同研究は、NICTが開発する「直接電波見通し外」で安全にドローンを運航するための無線伝送技術を、Jパワーが開発する電力設備点検用ドローンに適用し、山間部での点検作業の大幅な効率化を図るための検証・評価を行うもの。

Jパワーは、ドローンを活用して電力設備点検の効率化を目指すための研究開発を実施しているが、特に山間部では山や樹木に遮蔽されて電波が直接到達しない「直接電波見通し外」となり、また携帯電話も圏外となる場所が多くあるため、ドローンの運用範囲には限界があった。

NICTでは、直接電波見通し外のドローン運航を可能とする、マルチホップ中継制御通信システム「タフ・ワイヤレス」の開発を進めてきた。この技術は、通信料金がかからず低コストで比較的長距離の通信が可能な920MHz帯を用いて、最大2台までの地上設置あるいは別のドローンに搭載された中継局を介し、バケツリレーのように通信信号をつないでドローンを制御するとともに、その状態監視を可能とする。
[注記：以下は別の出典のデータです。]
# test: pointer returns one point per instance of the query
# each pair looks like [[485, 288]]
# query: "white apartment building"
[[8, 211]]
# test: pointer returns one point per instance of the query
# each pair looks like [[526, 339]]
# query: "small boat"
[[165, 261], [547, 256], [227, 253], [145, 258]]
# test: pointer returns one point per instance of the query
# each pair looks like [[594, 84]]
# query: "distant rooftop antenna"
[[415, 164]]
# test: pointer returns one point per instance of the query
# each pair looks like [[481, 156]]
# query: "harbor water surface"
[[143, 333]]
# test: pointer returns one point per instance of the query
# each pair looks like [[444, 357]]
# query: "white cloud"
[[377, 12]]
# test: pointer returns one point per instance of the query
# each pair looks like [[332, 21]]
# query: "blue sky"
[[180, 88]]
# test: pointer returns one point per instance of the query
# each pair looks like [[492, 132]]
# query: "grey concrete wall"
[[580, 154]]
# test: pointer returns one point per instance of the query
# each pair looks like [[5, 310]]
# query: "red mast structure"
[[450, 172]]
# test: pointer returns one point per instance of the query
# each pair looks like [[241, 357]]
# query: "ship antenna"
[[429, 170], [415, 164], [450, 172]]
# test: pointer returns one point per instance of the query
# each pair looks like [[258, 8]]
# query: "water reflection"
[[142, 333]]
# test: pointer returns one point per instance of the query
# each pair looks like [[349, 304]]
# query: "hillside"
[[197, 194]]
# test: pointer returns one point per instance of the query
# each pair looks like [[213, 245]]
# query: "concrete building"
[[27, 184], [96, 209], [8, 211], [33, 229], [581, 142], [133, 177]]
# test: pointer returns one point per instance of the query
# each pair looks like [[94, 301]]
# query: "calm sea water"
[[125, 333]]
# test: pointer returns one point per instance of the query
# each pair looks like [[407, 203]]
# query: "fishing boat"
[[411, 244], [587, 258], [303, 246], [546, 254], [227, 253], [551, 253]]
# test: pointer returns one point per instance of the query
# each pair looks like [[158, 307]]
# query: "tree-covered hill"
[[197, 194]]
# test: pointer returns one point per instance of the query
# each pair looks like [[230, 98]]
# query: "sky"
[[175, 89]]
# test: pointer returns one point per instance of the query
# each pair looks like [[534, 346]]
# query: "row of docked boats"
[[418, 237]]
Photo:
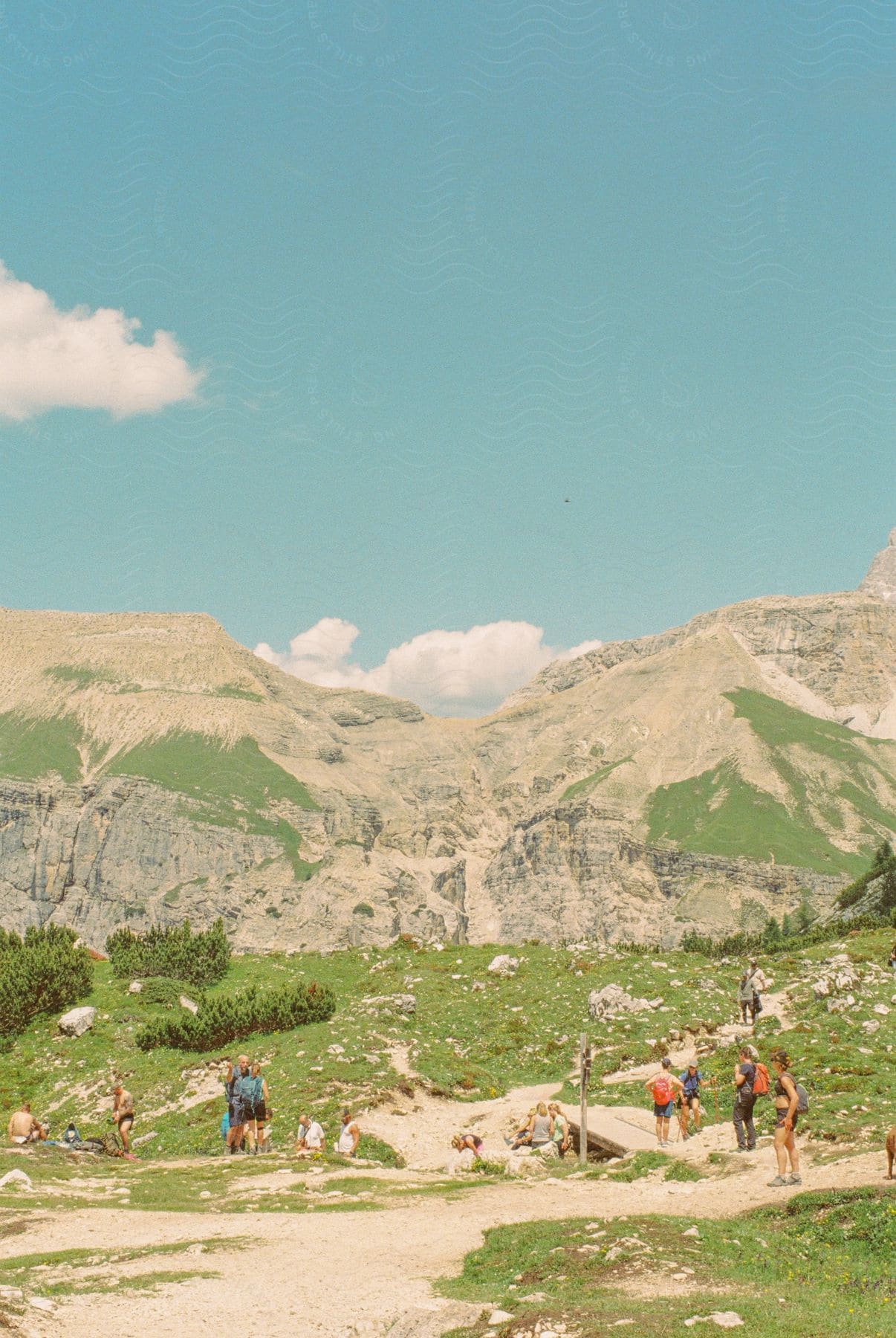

このシステムは、コマンドがドローンに到達するまでの遅延時間が0.06秒程度と非常に短く、またドローンの移動により途中の中継経路が切り替わったとしても、通信信号が途中で切れることがなく、連続して制御と状態監視ができるという特長がある。

共同研究では、ドローンを見通し外で運航する際の無線中継方法、飛行ルートの選定、運航条件・運航制約の検討並びにドローンの運用方法、さらにはコマンドや、操縦者側とドローン間でやり取りされるデータであるテレメトリ等の通信品質及び電力設備点検への有効性の検証・評価を行い、NICTの技術を電波見通し環境の悪い山中等の電力設備点検ドローンに応用するためのシステム研究を行うという。同システムの実現により、操縦者が足場の悪い山中を移動することなく、電力設備点検ドローンの運航範囲を電波見通し外まで行うことができ、作業効率の大幅な改善が期待される。なお、導入は2019年度を目指すということだ。